To understand what makes a bottle truly good and durable, you can consult our comprehensive guide on thermal bottles , where we explain materials, insulation, and unbiased selection criteria.

The difference between "sustainable" and truly sustainable

This is where the corporate gift ideas that actually work in 2026 are separated from those that only seem to.

A "sustainable" gift that cannot demonstrate its impact is just marketing. A truly sustainable gift has three characteristics.

Real durability. An item that lasts for years replaces dozens or even hundreds of disposable items. That's the first layer of sustainability: that it doesn't break, doesn't get thrown away, and remains useful. A 304 stainless steel bottle with a real lifetime guarantee is incomparable to a recycled plastic bottle that lasts a season.

Verifiable additional impact. The next level is that the object, in addition to being durable, generates a quantifiable positive impact. Not a percentage of sales "earmarked for environmental causes" without transparency about where the money goes. But concrete data: each unit funds X liters of drinking water in a specific project, with georeferenced photos and auditable reports.

Data you can use in your ESG report. For purchasing and sustainability managers, this is the criterion that transforms a corporate gift into a strategic investment. If the supplier can provide verifiable data on the impact of your order, that data becomes part of your sustainability reporting.
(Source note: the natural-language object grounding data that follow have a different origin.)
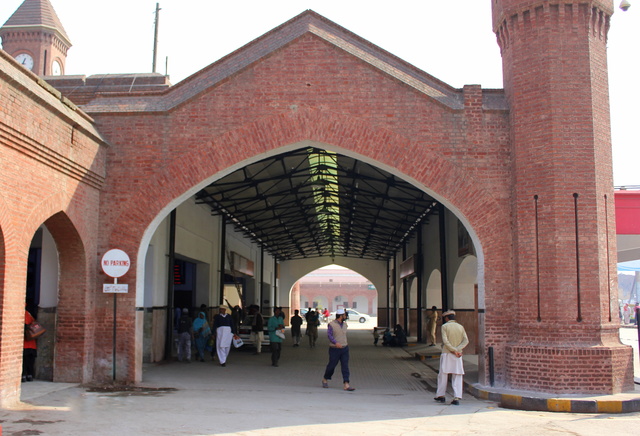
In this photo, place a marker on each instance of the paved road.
(249, 397)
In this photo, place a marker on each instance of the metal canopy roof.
(314, 203)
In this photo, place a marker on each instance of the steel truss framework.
(315, 203)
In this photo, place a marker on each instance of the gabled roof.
(308, 22)
(37, 13)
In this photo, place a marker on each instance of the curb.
(520, 402)
(536, 404)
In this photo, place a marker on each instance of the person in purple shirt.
(338, 350)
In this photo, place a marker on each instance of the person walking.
(201, 332)
(29, 352)
(454, 339)
(224, 328)
(257, 328)
(338, 351)
(296, 330)
(275, 325)
(312, 327)
(431, 325)
(185, 334)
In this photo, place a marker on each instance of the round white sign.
(115, 263)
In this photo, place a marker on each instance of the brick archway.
(210, 160)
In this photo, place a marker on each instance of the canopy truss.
(314, 203)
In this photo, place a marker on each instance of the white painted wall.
(48, 271)
(292, 270)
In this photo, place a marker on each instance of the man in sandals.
(338, 350)
(454, 339)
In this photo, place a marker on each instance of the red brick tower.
(555, 77)
(35, 37)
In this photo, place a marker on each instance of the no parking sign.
(115, 263)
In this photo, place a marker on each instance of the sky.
(451, 40)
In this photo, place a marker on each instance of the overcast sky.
(451, 40)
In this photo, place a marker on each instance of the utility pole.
(155, 38)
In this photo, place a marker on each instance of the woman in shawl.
(201, 331)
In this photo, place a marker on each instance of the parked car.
(353, 314)
(244, 331)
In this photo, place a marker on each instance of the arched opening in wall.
(56, 294)
(334, 287)
(41, 303)
(253, 231)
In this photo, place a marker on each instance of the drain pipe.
(492, 377)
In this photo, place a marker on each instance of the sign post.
(115, 263)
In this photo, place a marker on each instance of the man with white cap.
(338, 350)
(224, 327)
(454, 339)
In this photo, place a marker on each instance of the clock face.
(26, 60)
(56, 68)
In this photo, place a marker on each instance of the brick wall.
(52, 171)
(311, 80)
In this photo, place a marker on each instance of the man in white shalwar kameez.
(454, 339)
(224, 327)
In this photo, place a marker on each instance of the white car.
(353, 314)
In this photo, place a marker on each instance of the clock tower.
(34, 36)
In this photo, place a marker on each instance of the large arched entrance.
(254, 201)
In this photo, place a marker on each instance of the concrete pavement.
(250, 397)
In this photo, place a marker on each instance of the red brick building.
(517, 232)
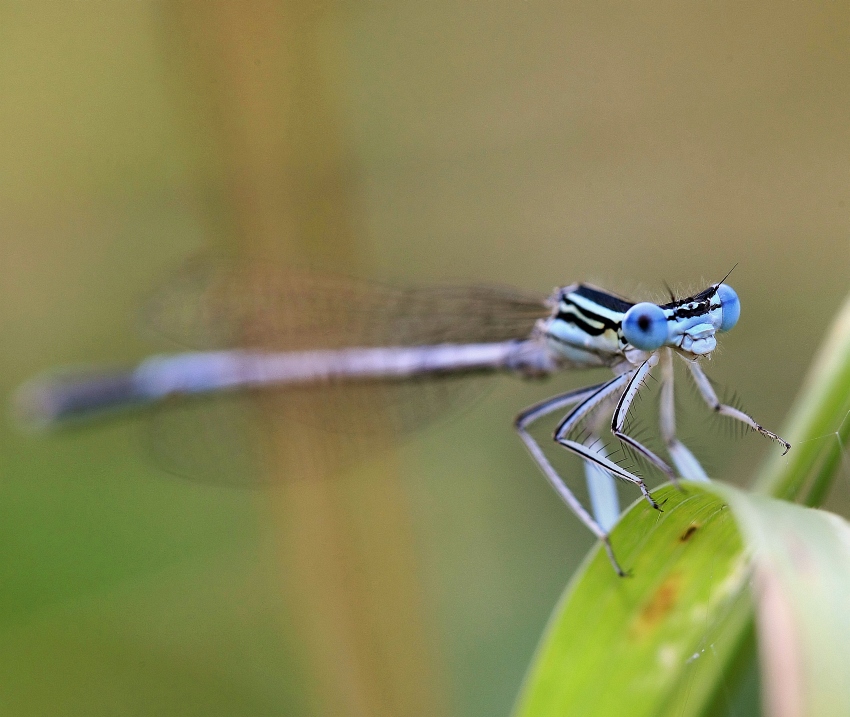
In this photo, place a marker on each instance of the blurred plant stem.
(277, 176)
(818, 426)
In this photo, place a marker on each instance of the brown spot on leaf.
(686, 536)
(659, 605)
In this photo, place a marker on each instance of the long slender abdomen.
(73, 396)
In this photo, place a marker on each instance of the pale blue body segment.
(579, 327)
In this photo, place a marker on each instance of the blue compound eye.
(730, 306)
(645, 326)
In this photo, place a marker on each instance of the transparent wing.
(249, 436)
(212, 303)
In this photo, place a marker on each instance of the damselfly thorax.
(313, 343)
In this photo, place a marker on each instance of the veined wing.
(212, 303)
(250, 435)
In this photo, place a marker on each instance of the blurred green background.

The gift ceases to be an expense and becomes a reportable action.

How to evaluate a sustainable corporate gift proposal

Before signing any order for corporate merchandise, these are the questions worth asking the supplier.

What materials do you use, and can you verify this? "Quality stainless steel" isn't enough. The difference between 304 and 201 stainless steel is real and affects long-term durability and food safety. A supplier who can't specify the steel grade can't guarantee the quality they promise.

What is the real guarantee? Not the minimum legal two-year guarantee. The brand guarantee, what the company does when the product fails. A clear, uncluttered claims process is the most honest indicator of how much the manufacturer believes in its own product.

Can you demonstrate the impact with data? If the proposal includes a sustainability or social impact dimension, request the data. Project name, location, impact metrics, who audits, and how often. If there's no specific data, there's marketing.

Does the product pass the real-world use test? Request a sample. Use it yourself for a week. Would you take it to a client meeting? Would you choose it over other options you already have? If you wouldn't, don't expect your employees or clients to.

What Fluye offers for businesses

We work with companies in Spain and Europe that are looking for two things: a truly high-quality corporate gift that their teams and customers will actually use, and a measurable impact that they can document.

Each Fluye bottle is made of 304 stainless steel, with double-wall vacuum insulation and a lifetime guarantee with no fine print. And each unit funds clean water access projects in communities in the high Andes of Peru, with verifiable data you can include in your sustainability reports.

We offer dry-engraved logos, without inks, for orders of 20 units or more. And an impactful dashboard that displays in real time the liters of water financed by your company's total bottle usage.

This isn't a pitch. It's what we do and how we do it. If it aligns with your needs, request a proposal here and we can discuss it.


Corporate merchandise that no one uses isn't a brand investment. It's just noise with a logo. By 2026, the difference between a corporate gift that works and one that doesn't will come down to a single question: Would you use it?